The Wolfpack's Dan Fleming loses the ball as two Oxford players converge on him. Toronto had its way with the visitors in the team's home opener, winning 62-12. (Steve Russell / Toronto Star) | Morgan Campbell
Sat., May 6, 2017
The Toronto Wolfpack throttled Oxford 62-12 at Lamport Stadium Saturday afternoon, but the final score hardly mattered to the folks running North America’s first pro rugby league franchise.
A team of full-time pros is supposed to put up a lopsided score against a squad full of hobbyists like the one Oxford fielded.
Winning over sports fans in a crowded Toronto market remains the stiffest challenge the Wolfpack will face competing in English Rugby League’s third division. In attracting 6,281 loud and passionate fans to Lamport Stadium on a chilly, drizzly day, the Wolfpack can confidently claim to have claimed an early lead in a never-ending competition for sports fans’ attention.
“I just knew (Torontonians) would take to something that was genuine, had passion behind it,” said Wolfpack CEO Eric Perez. “They like a Toronto team that can put wins on the board, and we seem to be that.”
Toronto’s first home game represented the first real test in Rugby League’s transatlantic experiment. In its 2014 strategic plan, the Super League identified international expansion as a goal and the Wolfpack mark the league’s boldest attempt to grow its overseas profile.
The club spent the off-season signing players well-known to rugby league aficionados. Marquee signing Fui Fui Moi Moi starred in Australia’s National Rugby League, and has played prop for New Zealand’s national team.
Toronto’s road games have drawn larger-than normal crowds at third-division clubs, with hometown fans eager to see recognizable names, even as they trounced the locals. Through six weeks of league competition, the Wolfpack has outscored opponents 372-49.
Toronto’s home opener quickly fell into that pattern, with the Wolfpack scoring a third-minute try and putting up 34 points before Oxford managed its first try.
By the 69th minute, frustration bubbled over. The teams may disagree on who started the fight but Toronto’s Jake Emmitt finished it, grabbing an Oxford player by the collar, taking several swings, then giving cheering fans a thumbs-up as he left the pitch with a red card.
“Quite a few of the fans enjoyed the punching up,” Wolfpack captain Craig Hall said. “But that’s not what we’re about.”
Toronto’s preferred style of play — fast-paced with intricate passing — highlighted the skill disparity that often defines the third division.
In two weeks Toronto hosts the Barrow Raiders, a fully professional squad that has also run off a series of one-sided wins. But Oxford fielded a team on Saturday that included two construction workers, a teacher, and a PhD student in entomology.
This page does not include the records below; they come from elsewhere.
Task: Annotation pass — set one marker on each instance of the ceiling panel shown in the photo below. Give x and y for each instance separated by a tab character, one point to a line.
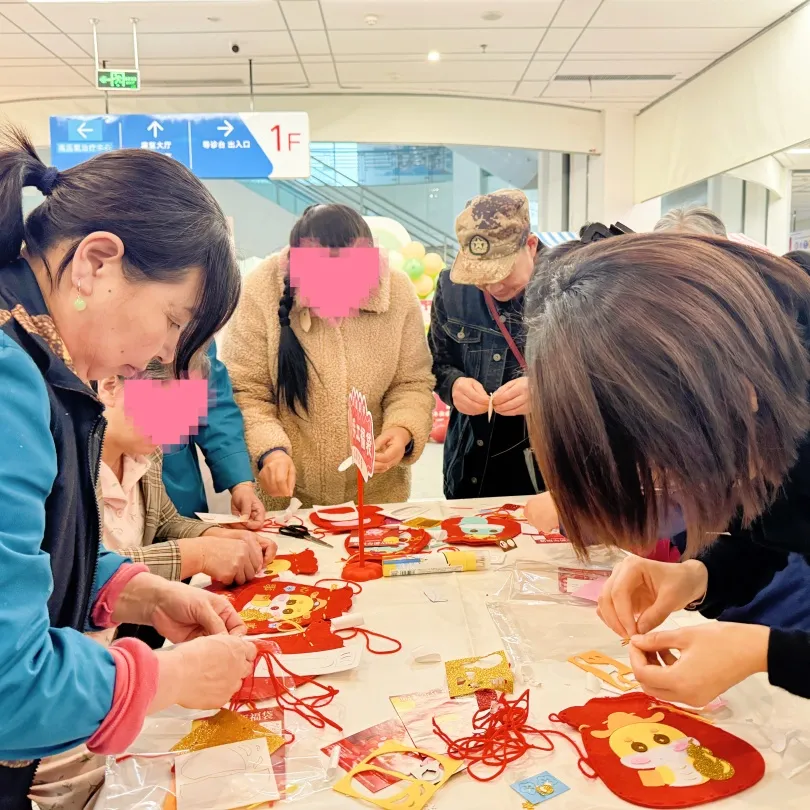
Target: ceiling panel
320	72
302	14
576	13
429	73
681	68
28	18
53	76
170	17
426	14
463	41
311	42
21	45
542	69
486	45
590	90
662	40
559	40
61	45
530	89
697	13
117	48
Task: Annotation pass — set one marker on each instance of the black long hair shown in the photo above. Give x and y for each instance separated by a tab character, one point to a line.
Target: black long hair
167	219
331	226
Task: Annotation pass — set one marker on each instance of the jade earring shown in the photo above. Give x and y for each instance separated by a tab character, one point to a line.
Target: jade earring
80	305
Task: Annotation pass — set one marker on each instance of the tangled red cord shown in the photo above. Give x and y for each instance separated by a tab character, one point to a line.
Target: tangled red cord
499	738
306	707
367	634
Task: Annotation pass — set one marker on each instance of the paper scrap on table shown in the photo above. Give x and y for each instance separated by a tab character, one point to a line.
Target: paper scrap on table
354	749
213	517
591	590
227	776
417	710
540	788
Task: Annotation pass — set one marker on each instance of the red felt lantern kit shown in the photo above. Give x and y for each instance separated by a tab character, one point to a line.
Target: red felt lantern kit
480	530
276	606
653	754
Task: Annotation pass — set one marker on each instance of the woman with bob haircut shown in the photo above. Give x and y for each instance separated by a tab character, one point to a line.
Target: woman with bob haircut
673	369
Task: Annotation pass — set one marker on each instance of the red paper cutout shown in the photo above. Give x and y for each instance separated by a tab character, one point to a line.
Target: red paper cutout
653	754
344	520
305	563
480	530
269	605
409	541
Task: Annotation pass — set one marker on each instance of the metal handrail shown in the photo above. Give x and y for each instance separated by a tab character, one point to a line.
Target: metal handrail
434	235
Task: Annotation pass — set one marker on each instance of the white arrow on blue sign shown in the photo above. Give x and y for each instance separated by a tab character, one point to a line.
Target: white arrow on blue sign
231	146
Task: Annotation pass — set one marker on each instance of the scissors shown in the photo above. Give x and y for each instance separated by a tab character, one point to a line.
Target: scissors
302	533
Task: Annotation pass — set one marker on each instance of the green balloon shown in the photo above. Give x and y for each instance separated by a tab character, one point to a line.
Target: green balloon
414	268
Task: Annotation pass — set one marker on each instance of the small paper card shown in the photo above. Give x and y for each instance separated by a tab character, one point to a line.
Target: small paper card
213	517
227	776
417	711
539	788
357	747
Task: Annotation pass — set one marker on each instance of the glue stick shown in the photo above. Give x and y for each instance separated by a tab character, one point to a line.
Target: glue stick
436	562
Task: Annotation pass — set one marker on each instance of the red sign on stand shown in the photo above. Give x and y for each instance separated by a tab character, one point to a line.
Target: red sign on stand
361	434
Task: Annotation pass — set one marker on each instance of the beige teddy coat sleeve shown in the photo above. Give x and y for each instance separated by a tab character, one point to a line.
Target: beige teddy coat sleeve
382	352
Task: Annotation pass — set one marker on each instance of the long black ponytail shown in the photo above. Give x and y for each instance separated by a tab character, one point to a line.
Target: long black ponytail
332	226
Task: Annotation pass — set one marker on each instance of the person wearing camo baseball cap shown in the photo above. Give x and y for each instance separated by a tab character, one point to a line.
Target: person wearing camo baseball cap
477	338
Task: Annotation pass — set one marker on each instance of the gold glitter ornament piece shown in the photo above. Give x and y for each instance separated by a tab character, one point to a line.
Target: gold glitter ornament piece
223	728
707	764
465	676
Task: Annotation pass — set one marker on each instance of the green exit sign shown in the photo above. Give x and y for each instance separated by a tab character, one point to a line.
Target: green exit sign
118	79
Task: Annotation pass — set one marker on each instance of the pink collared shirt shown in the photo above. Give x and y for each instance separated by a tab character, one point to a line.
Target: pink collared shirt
124	516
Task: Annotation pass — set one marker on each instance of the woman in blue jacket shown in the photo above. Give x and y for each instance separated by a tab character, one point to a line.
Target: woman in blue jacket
127	259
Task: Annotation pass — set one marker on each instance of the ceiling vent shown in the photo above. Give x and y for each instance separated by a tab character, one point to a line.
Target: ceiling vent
607	77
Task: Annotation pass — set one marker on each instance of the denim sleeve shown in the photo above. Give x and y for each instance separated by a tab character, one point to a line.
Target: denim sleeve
57	674
447	364
222	438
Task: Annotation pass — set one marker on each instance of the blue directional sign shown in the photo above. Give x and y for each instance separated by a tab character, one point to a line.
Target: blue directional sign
228	146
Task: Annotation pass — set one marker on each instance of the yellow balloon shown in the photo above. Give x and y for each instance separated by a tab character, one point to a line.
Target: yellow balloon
434	264
395	260
413	250
424	286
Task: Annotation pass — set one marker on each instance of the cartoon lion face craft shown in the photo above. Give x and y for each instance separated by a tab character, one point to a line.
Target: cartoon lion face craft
653	754
479	531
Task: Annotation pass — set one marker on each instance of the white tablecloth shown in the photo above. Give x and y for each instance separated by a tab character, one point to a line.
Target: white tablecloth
462	627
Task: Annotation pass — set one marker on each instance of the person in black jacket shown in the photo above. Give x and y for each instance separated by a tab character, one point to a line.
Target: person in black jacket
478	372
674	369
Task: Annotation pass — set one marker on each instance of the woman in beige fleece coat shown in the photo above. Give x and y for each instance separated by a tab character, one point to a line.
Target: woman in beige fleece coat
292	372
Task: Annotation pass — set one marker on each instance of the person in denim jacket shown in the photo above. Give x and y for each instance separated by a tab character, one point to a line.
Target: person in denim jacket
486	454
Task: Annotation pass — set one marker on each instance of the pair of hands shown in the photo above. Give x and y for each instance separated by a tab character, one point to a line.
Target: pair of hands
511	399
639	596
277	476
212	657
226	555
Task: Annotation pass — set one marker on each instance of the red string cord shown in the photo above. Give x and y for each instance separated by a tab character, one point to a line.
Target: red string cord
367	634
306	707
499	738
356	587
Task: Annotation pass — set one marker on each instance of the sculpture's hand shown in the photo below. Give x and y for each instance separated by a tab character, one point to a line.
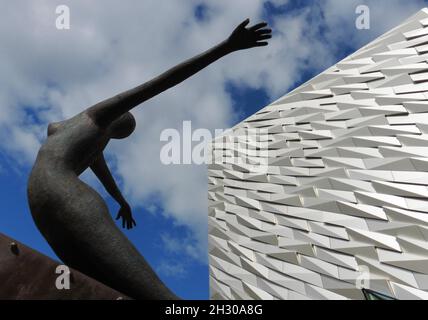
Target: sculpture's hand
245	38
126	215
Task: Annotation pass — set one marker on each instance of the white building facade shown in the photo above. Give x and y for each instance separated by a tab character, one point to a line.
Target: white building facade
324	192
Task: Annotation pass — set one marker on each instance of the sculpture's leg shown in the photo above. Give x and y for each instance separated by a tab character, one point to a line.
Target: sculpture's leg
84	235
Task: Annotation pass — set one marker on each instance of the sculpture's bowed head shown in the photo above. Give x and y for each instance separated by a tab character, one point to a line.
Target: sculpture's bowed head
123	126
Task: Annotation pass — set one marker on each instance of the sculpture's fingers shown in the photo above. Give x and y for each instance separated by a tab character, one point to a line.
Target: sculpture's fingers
261	44
264	37
244	23
258	26
263	31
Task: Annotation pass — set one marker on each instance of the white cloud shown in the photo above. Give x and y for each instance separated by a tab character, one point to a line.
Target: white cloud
114	45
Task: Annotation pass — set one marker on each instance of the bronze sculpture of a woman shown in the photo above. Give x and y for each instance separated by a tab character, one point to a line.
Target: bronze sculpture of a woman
72	216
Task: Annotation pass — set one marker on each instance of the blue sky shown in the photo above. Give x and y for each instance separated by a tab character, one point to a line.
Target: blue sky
63	77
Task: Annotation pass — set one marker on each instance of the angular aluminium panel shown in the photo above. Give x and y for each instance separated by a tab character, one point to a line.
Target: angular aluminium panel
325	191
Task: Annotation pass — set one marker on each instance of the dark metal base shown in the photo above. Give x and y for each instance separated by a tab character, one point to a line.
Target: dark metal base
26	274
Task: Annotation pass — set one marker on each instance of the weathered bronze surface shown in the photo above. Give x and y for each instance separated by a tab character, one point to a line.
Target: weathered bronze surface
30	275
71	215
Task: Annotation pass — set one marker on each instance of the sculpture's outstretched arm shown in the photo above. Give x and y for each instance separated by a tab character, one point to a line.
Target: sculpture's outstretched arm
101	170
241	38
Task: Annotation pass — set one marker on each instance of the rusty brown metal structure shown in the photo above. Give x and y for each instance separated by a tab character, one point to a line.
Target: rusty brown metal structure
26	274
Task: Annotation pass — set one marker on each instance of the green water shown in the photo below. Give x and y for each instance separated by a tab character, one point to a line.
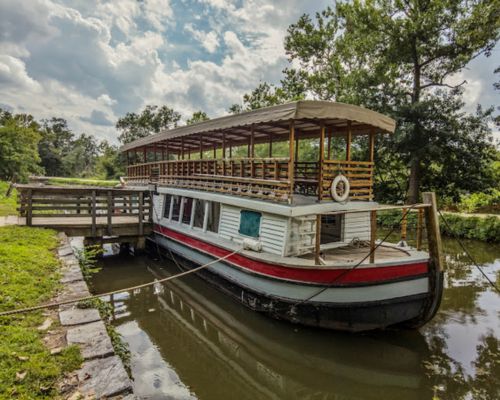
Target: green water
190	341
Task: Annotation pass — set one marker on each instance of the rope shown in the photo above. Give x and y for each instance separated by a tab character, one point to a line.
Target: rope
468	255
169	278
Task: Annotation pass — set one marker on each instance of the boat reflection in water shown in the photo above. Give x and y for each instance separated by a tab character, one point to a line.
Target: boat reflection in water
189	340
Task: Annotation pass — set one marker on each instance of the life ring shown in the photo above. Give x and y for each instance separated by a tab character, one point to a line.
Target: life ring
340	188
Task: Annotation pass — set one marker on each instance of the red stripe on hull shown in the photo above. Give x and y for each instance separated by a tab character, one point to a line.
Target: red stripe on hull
309	275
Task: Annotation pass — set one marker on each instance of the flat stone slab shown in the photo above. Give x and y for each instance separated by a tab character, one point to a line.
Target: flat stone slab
77	316
93	340
74	290
71	275
104	378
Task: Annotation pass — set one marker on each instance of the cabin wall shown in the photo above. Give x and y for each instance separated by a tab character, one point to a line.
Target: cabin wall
356	226
272	229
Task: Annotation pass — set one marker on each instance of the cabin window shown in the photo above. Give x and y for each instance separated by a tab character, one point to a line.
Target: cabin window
176	208
199	212
186	213
166	205
250	223
213	216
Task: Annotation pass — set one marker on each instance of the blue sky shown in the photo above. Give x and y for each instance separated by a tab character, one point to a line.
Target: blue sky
91	61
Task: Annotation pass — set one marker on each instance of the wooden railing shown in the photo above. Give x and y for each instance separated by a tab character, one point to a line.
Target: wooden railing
88	204
257	177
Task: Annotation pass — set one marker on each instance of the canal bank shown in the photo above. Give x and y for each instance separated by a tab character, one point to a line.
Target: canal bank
189	341
64	352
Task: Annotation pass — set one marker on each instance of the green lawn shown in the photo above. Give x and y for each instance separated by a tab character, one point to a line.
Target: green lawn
29	276
83	182
7	204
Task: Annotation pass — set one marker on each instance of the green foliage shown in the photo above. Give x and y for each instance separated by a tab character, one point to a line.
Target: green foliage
7	204
29	277
18	147
198	116
150	120
480	202
395	57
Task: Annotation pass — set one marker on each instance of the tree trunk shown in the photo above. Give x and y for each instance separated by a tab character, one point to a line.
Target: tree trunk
414	183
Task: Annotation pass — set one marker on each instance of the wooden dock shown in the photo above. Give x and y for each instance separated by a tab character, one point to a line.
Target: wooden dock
98	214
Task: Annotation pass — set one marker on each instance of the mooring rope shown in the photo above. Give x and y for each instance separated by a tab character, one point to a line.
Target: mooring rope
86	298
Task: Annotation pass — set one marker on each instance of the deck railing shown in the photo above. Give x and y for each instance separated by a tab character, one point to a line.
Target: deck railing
257	177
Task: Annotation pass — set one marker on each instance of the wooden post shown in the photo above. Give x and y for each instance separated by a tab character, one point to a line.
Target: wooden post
291	162
404	223
110	213
141	213
433	233
94	216
419	228
348	142
373	234
317	244
329	156
29	211
321	160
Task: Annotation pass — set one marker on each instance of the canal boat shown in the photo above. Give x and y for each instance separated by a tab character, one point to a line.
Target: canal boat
281	200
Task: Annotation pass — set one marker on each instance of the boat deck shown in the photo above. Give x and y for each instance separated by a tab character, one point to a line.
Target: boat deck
355	254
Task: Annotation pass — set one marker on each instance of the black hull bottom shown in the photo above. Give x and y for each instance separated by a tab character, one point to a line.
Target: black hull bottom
403	312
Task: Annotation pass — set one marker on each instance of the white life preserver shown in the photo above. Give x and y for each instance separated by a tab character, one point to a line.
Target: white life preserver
344	188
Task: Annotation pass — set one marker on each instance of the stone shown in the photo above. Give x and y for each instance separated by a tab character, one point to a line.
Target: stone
77	316
104	378
74	290
93	340
71	275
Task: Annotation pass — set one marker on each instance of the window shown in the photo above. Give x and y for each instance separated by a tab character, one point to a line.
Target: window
213	217
186	213
176	208
250	223
199	212
166	205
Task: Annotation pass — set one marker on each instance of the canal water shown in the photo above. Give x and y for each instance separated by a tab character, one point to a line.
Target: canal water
187	340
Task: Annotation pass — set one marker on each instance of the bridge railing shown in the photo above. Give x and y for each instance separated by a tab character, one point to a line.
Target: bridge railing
84	205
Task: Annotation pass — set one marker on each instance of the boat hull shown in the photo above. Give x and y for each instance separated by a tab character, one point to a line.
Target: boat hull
354	308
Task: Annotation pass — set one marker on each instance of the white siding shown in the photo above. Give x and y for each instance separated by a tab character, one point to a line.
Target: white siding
356	226
272	229
158	207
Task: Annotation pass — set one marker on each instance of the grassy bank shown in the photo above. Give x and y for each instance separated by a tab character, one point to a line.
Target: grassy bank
29	276
7	204
82	182
468	226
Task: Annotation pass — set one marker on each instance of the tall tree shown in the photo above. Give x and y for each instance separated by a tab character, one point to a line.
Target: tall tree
392	56
19	139
198	116
149	121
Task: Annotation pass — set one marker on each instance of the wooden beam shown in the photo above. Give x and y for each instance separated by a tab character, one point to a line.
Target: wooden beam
321	160
291	162
348	142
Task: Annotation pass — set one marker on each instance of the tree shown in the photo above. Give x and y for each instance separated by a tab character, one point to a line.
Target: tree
151	120
198	116
55	145
392	56
18	146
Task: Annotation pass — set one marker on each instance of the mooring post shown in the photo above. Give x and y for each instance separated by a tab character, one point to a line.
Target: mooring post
433	233
29	213
94	217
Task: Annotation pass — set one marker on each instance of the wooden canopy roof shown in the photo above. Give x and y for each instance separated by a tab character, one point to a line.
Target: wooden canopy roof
270	123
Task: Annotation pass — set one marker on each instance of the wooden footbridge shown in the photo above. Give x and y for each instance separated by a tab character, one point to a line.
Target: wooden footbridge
98	214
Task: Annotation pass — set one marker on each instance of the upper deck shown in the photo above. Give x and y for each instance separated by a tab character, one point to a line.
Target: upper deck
260	153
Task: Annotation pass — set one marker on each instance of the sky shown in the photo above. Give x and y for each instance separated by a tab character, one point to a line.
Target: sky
92	61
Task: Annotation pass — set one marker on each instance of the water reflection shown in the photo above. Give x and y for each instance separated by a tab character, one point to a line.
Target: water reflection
188	340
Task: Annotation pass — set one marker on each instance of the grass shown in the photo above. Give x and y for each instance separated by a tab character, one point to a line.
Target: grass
82	182
29	276
7	204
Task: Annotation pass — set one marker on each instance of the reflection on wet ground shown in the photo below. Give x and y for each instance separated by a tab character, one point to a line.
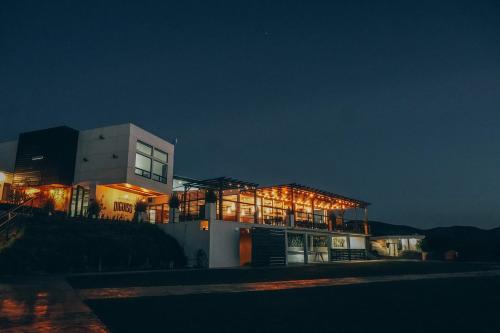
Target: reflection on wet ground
131	292
43	304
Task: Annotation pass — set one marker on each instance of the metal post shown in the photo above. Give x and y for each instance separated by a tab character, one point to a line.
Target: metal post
365	224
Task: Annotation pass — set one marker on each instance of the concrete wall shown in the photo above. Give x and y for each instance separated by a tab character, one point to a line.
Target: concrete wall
190	238
224	244
357	242
110	154
98	146
137	133
8	151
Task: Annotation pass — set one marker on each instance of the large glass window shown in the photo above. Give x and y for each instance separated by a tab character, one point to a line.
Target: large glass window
160	156
151	162
159	171
142	165
144	148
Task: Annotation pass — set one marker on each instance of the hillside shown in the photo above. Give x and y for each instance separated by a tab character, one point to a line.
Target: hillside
472	243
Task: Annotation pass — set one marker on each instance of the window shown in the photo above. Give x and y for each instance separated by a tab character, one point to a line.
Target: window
160	156
142	165
151	162
144	148
159	172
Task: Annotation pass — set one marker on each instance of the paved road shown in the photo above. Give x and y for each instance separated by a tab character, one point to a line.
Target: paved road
44	304
134	292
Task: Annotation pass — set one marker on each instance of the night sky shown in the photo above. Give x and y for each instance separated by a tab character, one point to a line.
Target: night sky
396	103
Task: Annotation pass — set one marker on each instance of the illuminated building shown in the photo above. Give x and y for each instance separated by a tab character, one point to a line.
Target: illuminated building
117	166
242	223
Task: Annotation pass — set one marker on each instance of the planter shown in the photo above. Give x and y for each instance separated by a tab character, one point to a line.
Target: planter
296	249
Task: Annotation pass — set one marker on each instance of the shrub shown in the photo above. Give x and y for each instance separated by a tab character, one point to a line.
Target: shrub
210	196
89	245
174	202
49	206
94	208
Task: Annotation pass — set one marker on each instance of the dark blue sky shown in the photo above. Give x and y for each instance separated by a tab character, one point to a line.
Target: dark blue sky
396	103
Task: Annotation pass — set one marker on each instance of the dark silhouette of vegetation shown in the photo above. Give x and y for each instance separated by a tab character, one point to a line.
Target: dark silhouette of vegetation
60	246
174	202
49	206
94	208
210	196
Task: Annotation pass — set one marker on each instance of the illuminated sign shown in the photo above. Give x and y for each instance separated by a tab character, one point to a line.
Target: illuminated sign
123	207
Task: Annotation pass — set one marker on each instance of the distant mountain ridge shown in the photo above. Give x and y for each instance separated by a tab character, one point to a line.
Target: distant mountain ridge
472	243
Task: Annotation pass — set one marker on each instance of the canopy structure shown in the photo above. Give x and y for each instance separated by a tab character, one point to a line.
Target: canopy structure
221	184
301	193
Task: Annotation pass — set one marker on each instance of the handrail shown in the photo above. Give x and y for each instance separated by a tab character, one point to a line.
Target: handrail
12	210
10	214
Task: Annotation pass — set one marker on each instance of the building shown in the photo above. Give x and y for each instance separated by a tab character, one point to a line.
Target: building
117	166
396	245
268	225
220	222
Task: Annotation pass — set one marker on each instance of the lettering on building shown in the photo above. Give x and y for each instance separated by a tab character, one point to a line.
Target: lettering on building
123	207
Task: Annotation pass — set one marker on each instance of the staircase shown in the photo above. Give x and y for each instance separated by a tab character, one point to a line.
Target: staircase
8	218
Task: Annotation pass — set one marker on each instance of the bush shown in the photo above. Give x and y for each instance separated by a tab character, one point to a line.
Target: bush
49	206
94	208
64	246
210	196
174	202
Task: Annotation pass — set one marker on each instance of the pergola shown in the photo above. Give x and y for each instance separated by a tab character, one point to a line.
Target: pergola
219	185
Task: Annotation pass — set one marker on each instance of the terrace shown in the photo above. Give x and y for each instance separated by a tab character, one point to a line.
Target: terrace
289	205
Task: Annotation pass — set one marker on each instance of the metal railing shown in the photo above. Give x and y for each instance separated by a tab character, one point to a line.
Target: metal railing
7	219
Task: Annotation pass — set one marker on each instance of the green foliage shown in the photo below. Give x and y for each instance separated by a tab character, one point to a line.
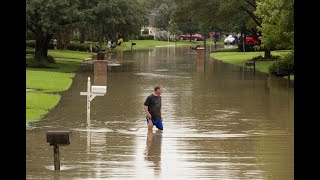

Many spectators recognized Toronto and Oxford were as evenly matched as the Blue Jays and the Intercounty Maple Leafs, and that Saturday’s game didn’t promise much competitive drama. But they also accept blowout wins as a necessary step toward promotion.
“They’ve demonstrated throughout the season that they have that calibre of play and I look forward to them moving up through the leagues,” said Port Hope resident Galen Flaherty, who attended the game with a group of friends. “There’s an appetite for rugby here. Just like Toronto FC succeeded, I think you can see a similar thing for the Wolfpack.”
TFC opened at home 10 years ago after a string of road games and drew a surprisingly large crowd on a cold, wet, gray day. That home opener drew three times as many spectators as the Wolfpack’s did, highlighting the pent-up local demand for the sport. While rugby league lacks soccer’s latent fan base, the Wolfpack’s win streak could help grow crowds at the 9,600-seat Lamport Stadium.
“We’re Canadians (and) and we support our teams,” said Amanda Andres, who travelled to the game from St. Catharines. “We’ll support our teams regardless of the score. We’re winning, so we can’t really complain.”